The crash happened in the United States back in May, when the Tesla collided with a truck-and-trailer. The car - and its driver - failed to detect the white truck against the bright sky. Neither the car or the driver applied the brakes.
Tesla says the the truck's unusually high load, combined with its road positioning, caused the car to pass underneath the truck to the point where the trailer hit the car's windscreen, with one media report stating that the impact tore the roof off the car.
Tesla has admitted in the past that its sensors have difficulty detecting all objects around the car, but it's still a work in progress. Investigations are underway to find out if there was a fault in the car's systems.
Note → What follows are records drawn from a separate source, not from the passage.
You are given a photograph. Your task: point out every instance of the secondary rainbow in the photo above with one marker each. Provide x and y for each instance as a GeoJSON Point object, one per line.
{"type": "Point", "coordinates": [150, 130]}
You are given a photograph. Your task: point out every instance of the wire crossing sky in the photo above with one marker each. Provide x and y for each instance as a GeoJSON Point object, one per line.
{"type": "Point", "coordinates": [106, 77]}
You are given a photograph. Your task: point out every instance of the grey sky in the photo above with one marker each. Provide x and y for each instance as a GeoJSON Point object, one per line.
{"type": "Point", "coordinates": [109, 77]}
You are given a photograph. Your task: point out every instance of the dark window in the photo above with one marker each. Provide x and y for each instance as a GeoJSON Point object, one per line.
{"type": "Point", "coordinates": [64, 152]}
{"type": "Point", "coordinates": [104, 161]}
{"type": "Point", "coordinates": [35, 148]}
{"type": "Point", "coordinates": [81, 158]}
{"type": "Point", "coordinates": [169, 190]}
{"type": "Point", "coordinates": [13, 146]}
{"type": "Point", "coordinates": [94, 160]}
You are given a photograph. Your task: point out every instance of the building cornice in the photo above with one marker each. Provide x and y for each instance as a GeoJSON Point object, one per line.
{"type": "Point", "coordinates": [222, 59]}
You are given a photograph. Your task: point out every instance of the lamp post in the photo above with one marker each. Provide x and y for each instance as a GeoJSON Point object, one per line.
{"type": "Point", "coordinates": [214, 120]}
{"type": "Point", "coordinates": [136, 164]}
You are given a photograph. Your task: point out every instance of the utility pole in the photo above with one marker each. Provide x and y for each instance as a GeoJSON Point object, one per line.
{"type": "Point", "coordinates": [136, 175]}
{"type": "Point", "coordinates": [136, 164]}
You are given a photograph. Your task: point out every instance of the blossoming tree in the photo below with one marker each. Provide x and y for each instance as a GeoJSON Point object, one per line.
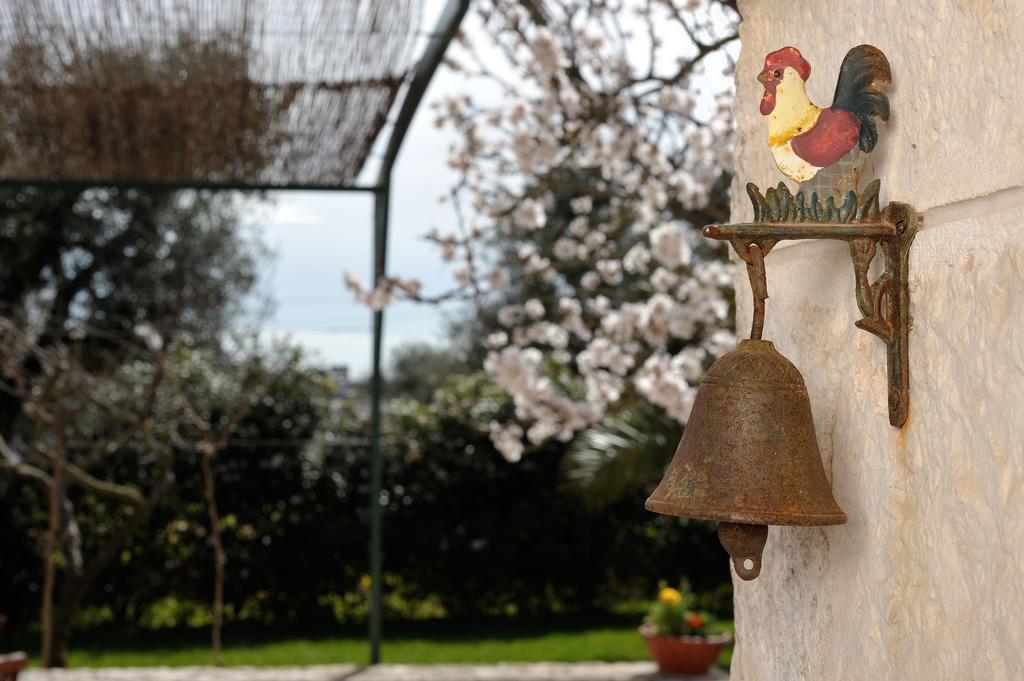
{"type": "Point", "coordinates": [583, 185]}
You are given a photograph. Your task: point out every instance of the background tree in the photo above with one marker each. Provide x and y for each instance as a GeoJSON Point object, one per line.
{"type": "Point", "coordinates": [582, 190]}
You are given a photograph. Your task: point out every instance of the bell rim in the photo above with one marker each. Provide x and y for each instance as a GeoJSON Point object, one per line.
{"type": "Point", "coordinates": [748, 517]}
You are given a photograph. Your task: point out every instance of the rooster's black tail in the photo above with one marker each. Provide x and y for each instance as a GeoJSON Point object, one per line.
{"type": "Point", "coordinates": [863, 70]}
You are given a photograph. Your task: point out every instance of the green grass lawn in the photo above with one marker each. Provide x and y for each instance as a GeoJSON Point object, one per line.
{"type": "Point", "coordinates": [422, 642]}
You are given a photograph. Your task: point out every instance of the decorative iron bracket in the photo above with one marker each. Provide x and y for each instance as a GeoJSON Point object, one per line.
{"type": "Point", "coordinates": [884, 302]}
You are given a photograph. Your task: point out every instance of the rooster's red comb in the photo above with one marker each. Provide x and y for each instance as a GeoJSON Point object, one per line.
{"type": "Point", "coordinates": [788, 56]}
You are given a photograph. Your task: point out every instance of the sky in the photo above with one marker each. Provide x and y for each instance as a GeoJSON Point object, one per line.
{"type": "Point", "coordinates": [317, 237]}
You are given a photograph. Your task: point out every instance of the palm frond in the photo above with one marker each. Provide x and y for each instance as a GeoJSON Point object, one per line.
{"type": "Point", "coordinates": [620, 456]}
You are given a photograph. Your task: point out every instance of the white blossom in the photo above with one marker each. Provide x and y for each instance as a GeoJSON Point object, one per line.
{"type": "Point", "coordinates": [671, 245]}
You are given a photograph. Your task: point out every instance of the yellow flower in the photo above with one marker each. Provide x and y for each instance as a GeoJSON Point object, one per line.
{"type": "Point", "coordinates": [670, 596]}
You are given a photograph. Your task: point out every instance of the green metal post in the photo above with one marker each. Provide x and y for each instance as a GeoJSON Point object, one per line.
{"type": "Point", "coordinates": [448, 27]}
{"type": "Point", "coordinates": [381, 207]}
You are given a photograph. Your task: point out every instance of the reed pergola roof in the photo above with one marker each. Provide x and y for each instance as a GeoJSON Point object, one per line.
{"type": "Point", "coordinates": [243, 93]}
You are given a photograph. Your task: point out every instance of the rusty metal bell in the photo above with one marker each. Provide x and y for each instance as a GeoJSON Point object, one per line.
{"type": "Point", "coordinates": [749, 457]}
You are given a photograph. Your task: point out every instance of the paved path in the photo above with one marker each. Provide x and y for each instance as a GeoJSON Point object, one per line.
{"type": "Point", "coordinates": [535, 672]}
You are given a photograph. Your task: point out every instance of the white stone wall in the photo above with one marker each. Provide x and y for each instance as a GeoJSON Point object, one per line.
{"type": "Point", "coordinates": [926, 582]}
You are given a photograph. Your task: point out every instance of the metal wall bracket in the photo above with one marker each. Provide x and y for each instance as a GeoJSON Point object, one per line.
{"type": "Point", "coordinates": [884, 302]}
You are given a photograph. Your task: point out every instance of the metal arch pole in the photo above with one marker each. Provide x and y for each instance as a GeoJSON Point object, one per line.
{"type": "Point", "coordinates": [381, 211]}
{"type": "Point", "coordinates": [448, 27]}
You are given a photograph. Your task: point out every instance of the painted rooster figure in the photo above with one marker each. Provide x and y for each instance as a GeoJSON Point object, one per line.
{"type": "Point", "coordinates": [804, 138]}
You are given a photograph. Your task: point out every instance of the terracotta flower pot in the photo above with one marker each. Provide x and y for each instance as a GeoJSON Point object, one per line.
{"type": "Point", "coordinates": [684, 654]}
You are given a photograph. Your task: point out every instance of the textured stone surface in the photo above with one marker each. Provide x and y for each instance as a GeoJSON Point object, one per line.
{"type": "Point", "coordinates": [535, 672]}
{"type": "Point", "coordinates": [927, 580]}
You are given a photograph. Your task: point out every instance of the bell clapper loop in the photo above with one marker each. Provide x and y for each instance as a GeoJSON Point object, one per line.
{"type": "Point", "coordinates": [744, 544]}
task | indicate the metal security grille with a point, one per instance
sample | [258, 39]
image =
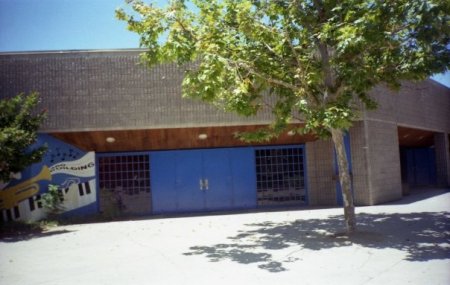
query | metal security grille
[124, 182]
[280, 175]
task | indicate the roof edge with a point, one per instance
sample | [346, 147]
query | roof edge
[74, 51]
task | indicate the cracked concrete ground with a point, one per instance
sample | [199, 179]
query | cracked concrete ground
[406, 242]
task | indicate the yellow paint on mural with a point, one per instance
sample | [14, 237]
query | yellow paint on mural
[11, 196]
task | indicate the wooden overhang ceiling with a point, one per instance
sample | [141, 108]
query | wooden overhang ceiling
[172, 138]
[408, 137]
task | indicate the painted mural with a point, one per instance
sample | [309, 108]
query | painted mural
[63, 165]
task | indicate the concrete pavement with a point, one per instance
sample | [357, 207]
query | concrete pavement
[407, 242]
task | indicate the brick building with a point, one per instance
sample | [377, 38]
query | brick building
[121, 138]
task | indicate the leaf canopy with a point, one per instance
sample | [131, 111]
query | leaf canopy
[308, 60]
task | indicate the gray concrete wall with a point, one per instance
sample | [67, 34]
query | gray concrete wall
[423, 105]
[108, 90]
[360, 173]
[442, 150]
[321, 175]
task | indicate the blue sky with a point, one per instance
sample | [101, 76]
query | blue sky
[35, 25]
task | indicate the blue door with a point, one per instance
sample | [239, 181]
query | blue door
[203, 180]
[188, 176]
[216, 175]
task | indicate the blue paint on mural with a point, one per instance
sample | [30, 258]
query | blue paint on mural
[63, 165]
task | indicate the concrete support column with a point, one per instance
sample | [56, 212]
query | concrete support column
[442, 149]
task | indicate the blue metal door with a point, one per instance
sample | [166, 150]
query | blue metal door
[216, 177]
[189, 188]
[203, 180]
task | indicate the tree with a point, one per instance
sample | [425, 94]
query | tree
[316, 60]
[18, 131]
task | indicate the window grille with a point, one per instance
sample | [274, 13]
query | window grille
[280, 176]
[129, 174]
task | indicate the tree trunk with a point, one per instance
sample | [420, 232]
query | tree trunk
[344, 180]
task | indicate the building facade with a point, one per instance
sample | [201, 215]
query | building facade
[122, 140]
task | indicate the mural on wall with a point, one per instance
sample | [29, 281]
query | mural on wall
[65, 166]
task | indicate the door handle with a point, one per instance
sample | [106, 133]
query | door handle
[204, 184]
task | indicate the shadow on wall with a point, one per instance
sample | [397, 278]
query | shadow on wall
[422, 236]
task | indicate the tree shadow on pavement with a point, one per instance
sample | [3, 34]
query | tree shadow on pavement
[421, 236]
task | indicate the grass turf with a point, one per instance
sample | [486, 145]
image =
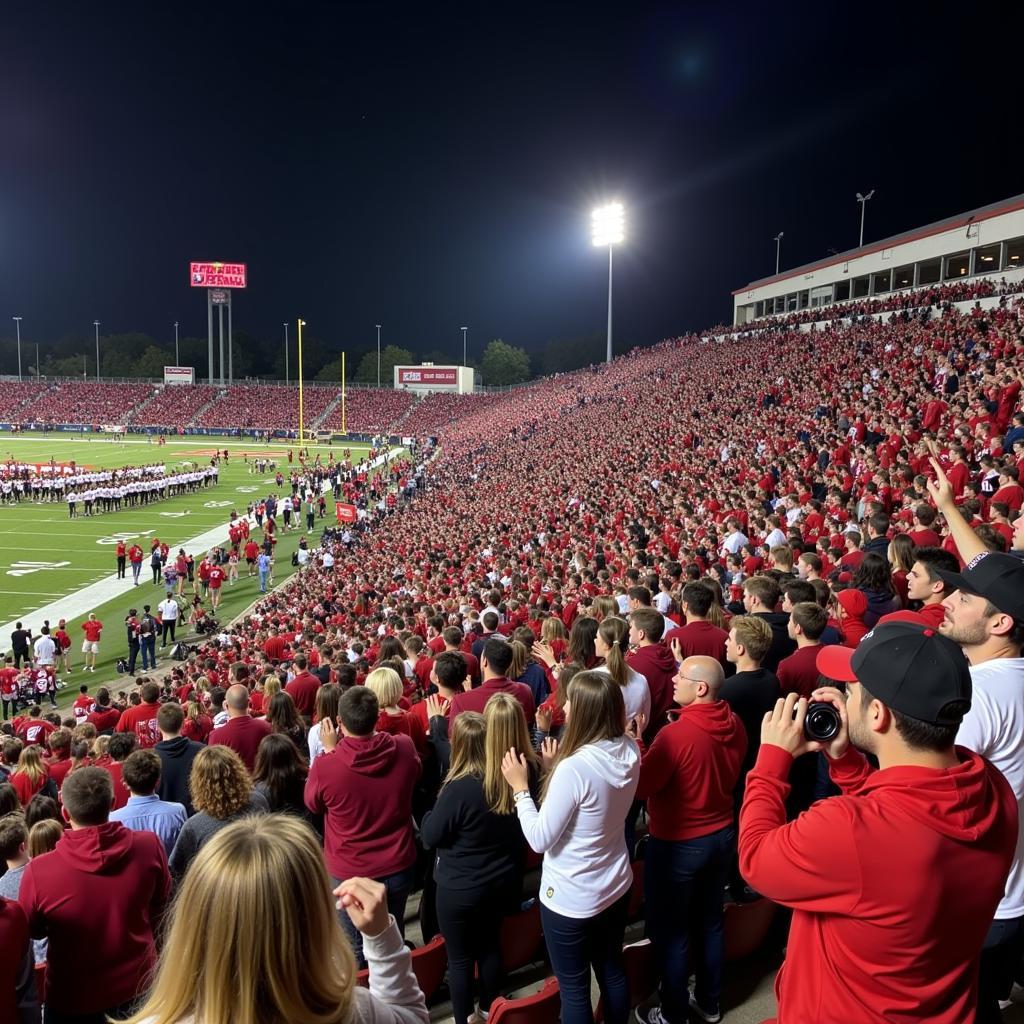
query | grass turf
[73, 553]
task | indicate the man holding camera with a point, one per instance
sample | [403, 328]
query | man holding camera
[893, 884]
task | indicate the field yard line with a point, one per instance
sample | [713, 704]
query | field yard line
[82, 601]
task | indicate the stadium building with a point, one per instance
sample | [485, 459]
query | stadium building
[981, 243]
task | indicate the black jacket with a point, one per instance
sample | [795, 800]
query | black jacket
[176, 757]
[475, 847]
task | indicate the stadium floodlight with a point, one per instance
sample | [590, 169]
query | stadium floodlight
[17, 328]
[608, 228]
[862, 200]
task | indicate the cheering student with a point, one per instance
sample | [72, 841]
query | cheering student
[884, 927]
[581, 829]
[264, 877]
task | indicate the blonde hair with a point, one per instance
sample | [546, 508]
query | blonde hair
[385, 684]
[614, 633]
[30, 763]
[268, 946]
[218, 782]
[468, 753]
[597, 711]
[506, 728]
[43, 837]
[520, 658]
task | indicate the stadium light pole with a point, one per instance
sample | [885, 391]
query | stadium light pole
[301, 324]
[17, 328]
[607, 228]
[862, 200]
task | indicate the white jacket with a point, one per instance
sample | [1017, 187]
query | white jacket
[581, 827]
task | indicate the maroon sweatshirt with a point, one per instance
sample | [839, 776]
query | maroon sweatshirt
[689, 772]
[98, 897]
[364, 788]
[243, 734]
[657, 666]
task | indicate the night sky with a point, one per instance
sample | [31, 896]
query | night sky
[431, 166]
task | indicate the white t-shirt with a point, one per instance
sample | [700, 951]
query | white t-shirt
[580, 827]
[994, 728]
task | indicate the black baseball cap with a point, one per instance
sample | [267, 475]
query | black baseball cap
[909, 668]
[997, 578]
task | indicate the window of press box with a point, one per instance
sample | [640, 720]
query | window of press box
[986, 259]
[929, 271]
[903, 276]
[957, 265]
[1015, 254]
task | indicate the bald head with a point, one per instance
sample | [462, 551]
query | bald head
[706, 670]
[237, 699]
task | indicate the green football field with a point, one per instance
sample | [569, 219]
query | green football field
[47, 559]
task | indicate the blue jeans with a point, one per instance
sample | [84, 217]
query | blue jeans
[577, 944]
[684, 884]
[398, 887]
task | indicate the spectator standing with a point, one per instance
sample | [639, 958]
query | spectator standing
[580, 828]
[688, 777]
[97, 863]
[144, 810]
[92, 628]
[168, 609]
[222, 793]
[932, 815]
[241, 732]
[985, 616]
[176, 755]
[363, 785]
[264, 877]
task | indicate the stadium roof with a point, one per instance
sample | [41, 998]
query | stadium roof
[961, 220]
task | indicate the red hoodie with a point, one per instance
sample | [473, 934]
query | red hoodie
[98, 897]
[364, 788]
[689, 772]
[893, 886]
[657, 666]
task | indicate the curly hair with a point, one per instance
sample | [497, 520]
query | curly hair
[218, 782]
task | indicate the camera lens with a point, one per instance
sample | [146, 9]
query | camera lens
[822, 722]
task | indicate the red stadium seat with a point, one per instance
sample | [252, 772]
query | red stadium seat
[541, 1008]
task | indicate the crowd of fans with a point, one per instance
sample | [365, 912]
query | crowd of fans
[588, 632]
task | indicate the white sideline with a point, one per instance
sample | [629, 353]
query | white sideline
[82, 601]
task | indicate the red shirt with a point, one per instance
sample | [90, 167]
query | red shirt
[142, 721]
[688, 773]
[859, 943]
[477, 698]
[108, 866]
[242, 734]
[799, 672]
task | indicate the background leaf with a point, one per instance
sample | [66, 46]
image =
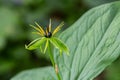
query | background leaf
[46, 73]
[94, 43]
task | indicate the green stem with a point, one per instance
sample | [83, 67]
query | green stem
[52, 59]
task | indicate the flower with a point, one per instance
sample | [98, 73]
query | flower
[47, 37]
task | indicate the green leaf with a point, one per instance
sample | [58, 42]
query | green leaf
[94, 43]
[46, 73]
[59, 44]
[36, 43]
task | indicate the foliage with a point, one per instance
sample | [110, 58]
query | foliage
[93, 42]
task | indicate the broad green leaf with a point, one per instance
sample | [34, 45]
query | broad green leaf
[59, 44]
[93, 41]
[46, 73]
[37, 43]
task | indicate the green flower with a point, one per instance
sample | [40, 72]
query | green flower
[47, 37]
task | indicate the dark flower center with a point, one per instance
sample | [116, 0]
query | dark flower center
[49, 35]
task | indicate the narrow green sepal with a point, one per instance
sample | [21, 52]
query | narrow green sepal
[59, 44]
[35, 44]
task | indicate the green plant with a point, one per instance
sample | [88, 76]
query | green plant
[94, 43]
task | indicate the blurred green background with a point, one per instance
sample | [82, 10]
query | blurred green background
[15, 32]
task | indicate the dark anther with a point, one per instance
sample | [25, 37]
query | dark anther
[49, 35]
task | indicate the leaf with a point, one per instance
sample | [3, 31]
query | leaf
[94, 43]
[35, 44]
[46, 73]
[59, 44]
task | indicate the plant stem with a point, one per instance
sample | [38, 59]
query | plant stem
[52, 60]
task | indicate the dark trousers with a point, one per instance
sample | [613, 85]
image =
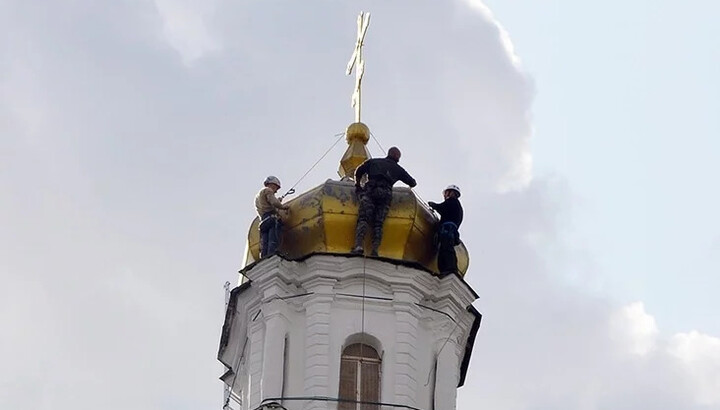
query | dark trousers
[375, 201]
[448, 237]
[270, 226]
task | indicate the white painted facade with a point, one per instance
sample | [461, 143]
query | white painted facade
[285, 331]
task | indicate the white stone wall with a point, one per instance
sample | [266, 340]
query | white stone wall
[409, 317]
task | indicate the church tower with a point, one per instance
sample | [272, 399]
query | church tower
[316, 327]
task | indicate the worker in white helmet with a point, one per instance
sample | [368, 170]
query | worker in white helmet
[451, 214]
[267, 206]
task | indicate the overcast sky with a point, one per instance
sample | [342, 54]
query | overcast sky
[134, 135]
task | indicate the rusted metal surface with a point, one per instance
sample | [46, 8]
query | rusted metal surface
[323, 219]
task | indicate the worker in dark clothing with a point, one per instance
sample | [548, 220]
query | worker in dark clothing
[451, 215]
[376, 195]
[267, 207]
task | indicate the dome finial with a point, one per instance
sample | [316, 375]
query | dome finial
[357, 134]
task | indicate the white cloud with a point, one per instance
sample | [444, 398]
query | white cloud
[634, 329]
[700, 357]
[125, 212]
[185, 27]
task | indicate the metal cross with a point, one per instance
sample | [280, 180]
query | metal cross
[357, 61]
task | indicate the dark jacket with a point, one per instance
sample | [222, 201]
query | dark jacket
[383, 169]
[450, 210]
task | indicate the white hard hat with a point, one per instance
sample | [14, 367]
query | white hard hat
[453, 188]
[271, 180]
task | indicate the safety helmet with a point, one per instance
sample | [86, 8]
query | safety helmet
[453, 188]
[272, 180]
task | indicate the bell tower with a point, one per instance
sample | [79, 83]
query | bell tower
[316, 327]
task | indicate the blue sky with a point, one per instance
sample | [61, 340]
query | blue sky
[134, 136]
[626, 113]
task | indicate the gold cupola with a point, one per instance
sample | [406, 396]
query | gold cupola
[322, 220]
[357, 137]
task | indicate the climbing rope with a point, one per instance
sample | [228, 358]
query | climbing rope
[292, 188]
[378, 142]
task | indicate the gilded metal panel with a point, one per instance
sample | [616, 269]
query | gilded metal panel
[323, 220]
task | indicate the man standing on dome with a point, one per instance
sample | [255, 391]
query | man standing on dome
[451, 215]
[267, 206]
[376, 195]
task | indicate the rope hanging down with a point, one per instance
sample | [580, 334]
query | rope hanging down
[292, 188]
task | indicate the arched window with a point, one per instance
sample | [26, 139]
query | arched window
[359, 377]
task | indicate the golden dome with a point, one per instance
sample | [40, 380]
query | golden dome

The company states that the autopilot assist still needs to be human-managed. With this in mind, it's not entirely a "self-driving" accident, it does show that the technology and the people behind the wheel are still vulnerable and may trust it a little too much.
Tesla says that if the car had hit the front or back of the trailer at high speed, the advanced crash safety system would have deployed and prevented serious injuries, as it has done in the past.
Tesla says it disables its autopilot systems by default and users must specifically agree to use the new technology while it is still in a public beta phase. The company points out autopilot clauses in the agreement, stating it's “an assist feature that requires you to keep your hands on the steering wheel at all times" whilst maintaining control, awareness and responsibility and interception when necessary, stating users must "be prepared to take over at any time”.
Tesla says its systems check often to see if the driver's hands stay on the wheel, and alerts drivers when they're not. The car then slows down until the driver's hands are back on the wheel.
Tesla admits that its autopilot is continuously being improved as the software accounts for rare events, but driver smarts are definitely still needed.
Will this be a setback for Tesla, when it is trying and succeeding to drive the autonomous and EV industry? Tesla is putting the blame mostly on the driver in this case, particularly when the technology is still in beta mode.
While the crash is still under investigation by the NHTSA, it does provide a tragic lesson for the future of the autonomous vehicles.